Fulmar_classes.dat dat is an ASCII format file. Each row corresponds to a node on the 250-m grid. The variables in each column of the file are tabulated below.
Column | Content |
1 | x-coordinate, UTM31N |
2 | y-coordinate, UTM31N |
3 | Most probable EUNIS class: 1 Coarse 2 Mixed 3 Mud and sandy mud 4 Sand and muddy sand |
4 | Probability of most probable class |
5 | Probability of EUNIS Coarse class |
6 | Probability of EUNIS Mixed class |
7 | Probability of EUNIS Mud and sandy mud class |
8 | Probability of EUNIS Sand and muddy sand class |
9 | Entropy of the class probabilities (–1 times the expected value of the log probability over the distribution). |
Figure 5 shows the most probable EUNIS class across the Fulmar rMCZ, and the probability of the most probable class. Note that the dominant classes are ‘Mud and sandy mud’ and ‘Sand and muddy sand’ Figure 6 shows the ratio of the probability of ‘Mud and sandy mud’ to ‘Sand and muddy sand’ to help elucidate the spatial pattern. Figure 7 shows the probability of each class.
'
The class ‘Mud and sandy mud’ is delineated as most-probable over most of the rMCZ, and the probability of this class is largest in the west of the area. However, the class ‘Sand and muddy sand’ has comparable probabilities over much of the area, and the ratio of the probability of ‘Mud and sandy mud’ to ‘Sand and muddy sand’ is nowhere larger than 3. There is therefore considerable uncertainty about the class at any location, reflected in the fact that the range of values of the probability of the most probable class does not exceed 0.7. This can also be seen in the wide confidence interval for the predicted mud content.
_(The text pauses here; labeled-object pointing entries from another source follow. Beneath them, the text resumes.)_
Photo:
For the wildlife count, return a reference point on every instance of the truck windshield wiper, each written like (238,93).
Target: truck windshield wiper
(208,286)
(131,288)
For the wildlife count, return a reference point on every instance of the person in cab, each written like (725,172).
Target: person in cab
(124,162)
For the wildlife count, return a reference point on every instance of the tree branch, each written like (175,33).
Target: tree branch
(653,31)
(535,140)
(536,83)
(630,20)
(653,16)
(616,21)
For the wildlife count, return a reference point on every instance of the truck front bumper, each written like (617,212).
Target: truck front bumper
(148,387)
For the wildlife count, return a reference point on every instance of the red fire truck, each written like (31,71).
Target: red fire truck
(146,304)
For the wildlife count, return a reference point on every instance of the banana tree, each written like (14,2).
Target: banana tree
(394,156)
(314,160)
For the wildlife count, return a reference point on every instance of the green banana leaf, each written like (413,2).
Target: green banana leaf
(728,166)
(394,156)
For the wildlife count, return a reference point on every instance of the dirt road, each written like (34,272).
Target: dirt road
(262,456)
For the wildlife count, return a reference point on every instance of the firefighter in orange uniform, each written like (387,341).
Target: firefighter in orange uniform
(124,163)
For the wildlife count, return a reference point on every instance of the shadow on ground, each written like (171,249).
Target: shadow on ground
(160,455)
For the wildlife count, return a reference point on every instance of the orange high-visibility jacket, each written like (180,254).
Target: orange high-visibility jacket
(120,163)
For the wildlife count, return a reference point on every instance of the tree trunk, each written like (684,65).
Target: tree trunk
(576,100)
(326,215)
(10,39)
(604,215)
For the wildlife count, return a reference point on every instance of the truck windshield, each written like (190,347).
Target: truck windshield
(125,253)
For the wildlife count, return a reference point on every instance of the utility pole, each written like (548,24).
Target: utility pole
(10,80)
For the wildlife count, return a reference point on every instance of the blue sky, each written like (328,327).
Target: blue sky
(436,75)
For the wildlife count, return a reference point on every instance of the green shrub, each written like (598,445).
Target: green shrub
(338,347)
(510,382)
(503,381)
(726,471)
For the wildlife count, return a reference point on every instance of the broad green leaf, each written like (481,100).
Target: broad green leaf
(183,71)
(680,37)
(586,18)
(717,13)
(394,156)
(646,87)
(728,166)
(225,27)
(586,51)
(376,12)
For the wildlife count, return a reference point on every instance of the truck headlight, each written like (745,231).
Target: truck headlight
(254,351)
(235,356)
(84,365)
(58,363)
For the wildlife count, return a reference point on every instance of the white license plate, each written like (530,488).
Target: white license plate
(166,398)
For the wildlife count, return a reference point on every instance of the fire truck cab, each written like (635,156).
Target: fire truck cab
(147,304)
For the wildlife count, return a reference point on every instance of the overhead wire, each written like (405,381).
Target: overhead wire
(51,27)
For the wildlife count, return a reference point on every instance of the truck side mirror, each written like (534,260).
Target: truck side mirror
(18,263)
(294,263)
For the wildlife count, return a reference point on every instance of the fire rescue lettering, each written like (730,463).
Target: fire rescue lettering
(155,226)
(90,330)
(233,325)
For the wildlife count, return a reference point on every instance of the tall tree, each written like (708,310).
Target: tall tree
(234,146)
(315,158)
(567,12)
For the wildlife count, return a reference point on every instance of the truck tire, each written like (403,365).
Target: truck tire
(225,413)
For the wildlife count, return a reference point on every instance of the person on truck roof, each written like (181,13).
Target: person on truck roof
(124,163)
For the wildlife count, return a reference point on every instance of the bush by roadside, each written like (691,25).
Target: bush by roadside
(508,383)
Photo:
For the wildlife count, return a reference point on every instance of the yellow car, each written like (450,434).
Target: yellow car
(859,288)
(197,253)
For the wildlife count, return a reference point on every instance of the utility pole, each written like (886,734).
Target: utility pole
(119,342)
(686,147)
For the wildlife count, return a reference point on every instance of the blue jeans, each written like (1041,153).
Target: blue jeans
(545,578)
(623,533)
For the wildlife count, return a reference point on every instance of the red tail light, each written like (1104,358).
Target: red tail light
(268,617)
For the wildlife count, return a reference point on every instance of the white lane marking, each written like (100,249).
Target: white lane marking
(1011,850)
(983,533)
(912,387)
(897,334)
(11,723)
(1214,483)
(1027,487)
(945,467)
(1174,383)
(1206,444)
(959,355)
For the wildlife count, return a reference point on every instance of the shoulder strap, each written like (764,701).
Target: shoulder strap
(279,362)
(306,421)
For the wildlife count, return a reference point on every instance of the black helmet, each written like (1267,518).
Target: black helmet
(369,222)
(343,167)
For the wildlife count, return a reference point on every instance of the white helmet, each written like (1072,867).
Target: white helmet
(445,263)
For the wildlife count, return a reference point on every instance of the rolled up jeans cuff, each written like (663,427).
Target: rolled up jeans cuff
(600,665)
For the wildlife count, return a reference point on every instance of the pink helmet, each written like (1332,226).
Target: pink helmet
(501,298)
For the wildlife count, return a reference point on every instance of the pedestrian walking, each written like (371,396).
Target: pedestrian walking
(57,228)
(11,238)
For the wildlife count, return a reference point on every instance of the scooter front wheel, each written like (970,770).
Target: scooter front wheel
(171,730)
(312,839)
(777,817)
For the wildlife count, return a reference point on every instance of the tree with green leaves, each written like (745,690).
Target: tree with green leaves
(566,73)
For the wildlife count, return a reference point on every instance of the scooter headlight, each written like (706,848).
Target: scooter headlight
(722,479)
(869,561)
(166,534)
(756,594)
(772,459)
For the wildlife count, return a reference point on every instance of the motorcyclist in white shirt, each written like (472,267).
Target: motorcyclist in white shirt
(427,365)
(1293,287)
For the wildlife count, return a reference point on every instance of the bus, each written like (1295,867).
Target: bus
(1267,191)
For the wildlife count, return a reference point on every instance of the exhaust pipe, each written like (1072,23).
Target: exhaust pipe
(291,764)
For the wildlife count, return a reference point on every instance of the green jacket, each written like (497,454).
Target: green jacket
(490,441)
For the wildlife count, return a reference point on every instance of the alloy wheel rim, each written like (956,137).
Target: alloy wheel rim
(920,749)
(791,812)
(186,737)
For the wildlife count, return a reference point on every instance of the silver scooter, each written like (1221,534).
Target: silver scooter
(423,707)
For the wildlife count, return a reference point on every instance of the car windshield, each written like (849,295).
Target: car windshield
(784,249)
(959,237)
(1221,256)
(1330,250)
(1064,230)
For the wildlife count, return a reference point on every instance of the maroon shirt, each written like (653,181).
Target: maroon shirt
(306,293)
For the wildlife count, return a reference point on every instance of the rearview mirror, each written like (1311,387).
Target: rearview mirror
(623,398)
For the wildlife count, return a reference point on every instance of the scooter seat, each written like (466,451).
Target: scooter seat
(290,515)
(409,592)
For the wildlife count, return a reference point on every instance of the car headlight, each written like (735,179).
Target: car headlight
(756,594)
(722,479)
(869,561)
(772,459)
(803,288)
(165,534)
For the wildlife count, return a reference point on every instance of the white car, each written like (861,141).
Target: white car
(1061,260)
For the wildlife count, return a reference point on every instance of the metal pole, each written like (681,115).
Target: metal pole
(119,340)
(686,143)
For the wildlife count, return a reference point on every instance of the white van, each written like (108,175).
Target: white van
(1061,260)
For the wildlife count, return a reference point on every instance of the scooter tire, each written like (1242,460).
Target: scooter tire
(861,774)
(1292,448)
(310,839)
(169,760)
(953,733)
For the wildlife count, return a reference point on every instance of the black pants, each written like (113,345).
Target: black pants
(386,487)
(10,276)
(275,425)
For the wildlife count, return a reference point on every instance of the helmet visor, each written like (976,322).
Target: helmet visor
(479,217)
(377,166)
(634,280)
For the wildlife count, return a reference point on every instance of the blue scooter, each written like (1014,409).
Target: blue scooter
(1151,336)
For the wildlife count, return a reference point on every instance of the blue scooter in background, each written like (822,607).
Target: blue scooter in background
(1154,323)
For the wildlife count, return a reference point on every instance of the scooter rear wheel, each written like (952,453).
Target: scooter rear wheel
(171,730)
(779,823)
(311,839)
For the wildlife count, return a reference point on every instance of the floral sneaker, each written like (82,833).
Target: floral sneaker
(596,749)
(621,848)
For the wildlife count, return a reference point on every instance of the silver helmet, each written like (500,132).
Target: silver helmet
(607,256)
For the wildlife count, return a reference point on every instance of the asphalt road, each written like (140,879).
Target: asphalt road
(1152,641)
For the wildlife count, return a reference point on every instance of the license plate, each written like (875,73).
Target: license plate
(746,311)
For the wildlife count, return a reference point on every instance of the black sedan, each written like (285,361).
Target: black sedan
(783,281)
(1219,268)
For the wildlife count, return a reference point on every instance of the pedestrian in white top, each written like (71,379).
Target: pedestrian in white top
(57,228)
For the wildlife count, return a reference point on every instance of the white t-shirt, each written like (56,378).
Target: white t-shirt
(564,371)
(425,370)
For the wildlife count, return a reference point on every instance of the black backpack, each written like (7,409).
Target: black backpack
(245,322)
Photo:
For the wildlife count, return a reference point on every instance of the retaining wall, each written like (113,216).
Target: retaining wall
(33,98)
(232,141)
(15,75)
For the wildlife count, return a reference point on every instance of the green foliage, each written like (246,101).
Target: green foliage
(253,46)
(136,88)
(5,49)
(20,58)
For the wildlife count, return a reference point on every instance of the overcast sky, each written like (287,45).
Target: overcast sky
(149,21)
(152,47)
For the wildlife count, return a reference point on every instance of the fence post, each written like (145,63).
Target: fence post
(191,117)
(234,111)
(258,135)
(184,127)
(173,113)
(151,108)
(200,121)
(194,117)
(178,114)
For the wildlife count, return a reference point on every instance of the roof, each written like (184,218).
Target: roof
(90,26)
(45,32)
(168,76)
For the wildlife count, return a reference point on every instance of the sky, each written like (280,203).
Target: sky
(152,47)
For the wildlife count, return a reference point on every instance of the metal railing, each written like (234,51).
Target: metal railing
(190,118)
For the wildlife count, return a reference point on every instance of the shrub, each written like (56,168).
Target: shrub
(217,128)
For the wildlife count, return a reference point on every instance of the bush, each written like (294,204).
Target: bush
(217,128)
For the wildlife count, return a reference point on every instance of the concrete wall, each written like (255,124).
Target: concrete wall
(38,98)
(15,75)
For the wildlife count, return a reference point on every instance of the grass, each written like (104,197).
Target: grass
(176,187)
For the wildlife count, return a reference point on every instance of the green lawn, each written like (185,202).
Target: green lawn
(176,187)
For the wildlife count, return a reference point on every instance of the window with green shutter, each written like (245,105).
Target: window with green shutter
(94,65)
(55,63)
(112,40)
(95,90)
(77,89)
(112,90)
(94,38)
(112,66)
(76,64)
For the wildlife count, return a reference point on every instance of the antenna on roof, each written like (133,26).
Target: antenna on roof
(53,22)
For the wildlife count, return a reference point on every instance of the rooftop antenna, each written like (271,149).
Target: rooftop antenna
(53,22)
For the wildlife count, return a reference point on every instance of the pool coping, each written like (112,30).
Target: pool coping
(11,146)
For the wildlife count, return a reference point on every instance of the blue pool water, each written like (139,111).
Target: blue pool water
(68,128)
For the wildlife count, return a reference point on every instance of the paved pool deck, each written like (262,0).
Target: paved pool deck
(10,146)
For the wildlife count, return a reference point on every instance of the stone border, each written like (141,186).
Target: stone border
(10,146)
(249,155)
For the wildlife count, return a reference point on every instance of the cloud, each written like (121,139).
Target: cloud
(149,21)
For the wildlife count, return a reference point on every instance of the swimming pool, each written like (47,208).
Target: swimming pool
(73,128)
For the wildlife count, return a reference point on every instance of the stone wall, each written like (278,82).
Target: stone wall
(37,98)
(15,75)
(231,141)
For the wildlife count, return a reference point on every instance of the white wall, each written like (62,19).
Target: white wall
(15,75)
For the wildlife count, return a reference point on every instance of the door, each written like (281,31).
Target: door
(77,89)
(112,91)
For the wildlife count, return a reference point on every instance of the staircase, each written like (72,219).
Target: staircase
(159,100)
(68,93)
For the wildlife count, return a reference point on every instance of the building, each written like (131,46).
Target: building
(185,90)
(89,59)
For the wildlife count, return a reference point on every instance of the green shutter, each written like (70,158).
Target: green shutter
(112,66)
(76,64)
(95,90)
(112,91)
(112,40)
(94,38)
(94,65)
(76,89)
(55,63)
Uncertainty arises from the relatively sparse sampling and the limited spatial dependence of the pattern of sediment texture. Note that the variograms have a large nugget component, the apparent intercept, which represents the variability not resolved by the sampling. There might be some scope to improve the quality of these maps by incorporating the acoustic survey data that are available. In general this shows that mapping sediments in such conditions requires rather denser sampling, as well as sampling with occasional closer pairs of points across the region and not just in one corner . As noted above, the overall sample size is marginal for spatial analysis in this region, particularly after removing the one localised cluster of observations prior to variogram estimation.
References
- ↑ WARE, S and MEADOWS, B. 2013. Fulmar rMCZ Survey Report. Survey Report: C5650. Issue date: July 2013.
- ↑ WEBSTER, R, and OLIVER, M A. 1992. Sample adequately to estimate variograms of soil properties. Journal of Soil Science, Vol. 43, 177–192.
- ↑ ^{3.0} ^{3.1} ^{3.2} ^{3.3} ^{3.4} ^{3.5} ^{3.6} ^{3.7} LARK, R M, DOVE, D, GREEN, S, RICHARDSON, A E, STEWART, H, and STEVENSON, A. 2012. Spatial prediction of seabed sediment texture classes by cokriging from a legacy database of point observations. Sedimentary Geology, Vol. 281, 35–49.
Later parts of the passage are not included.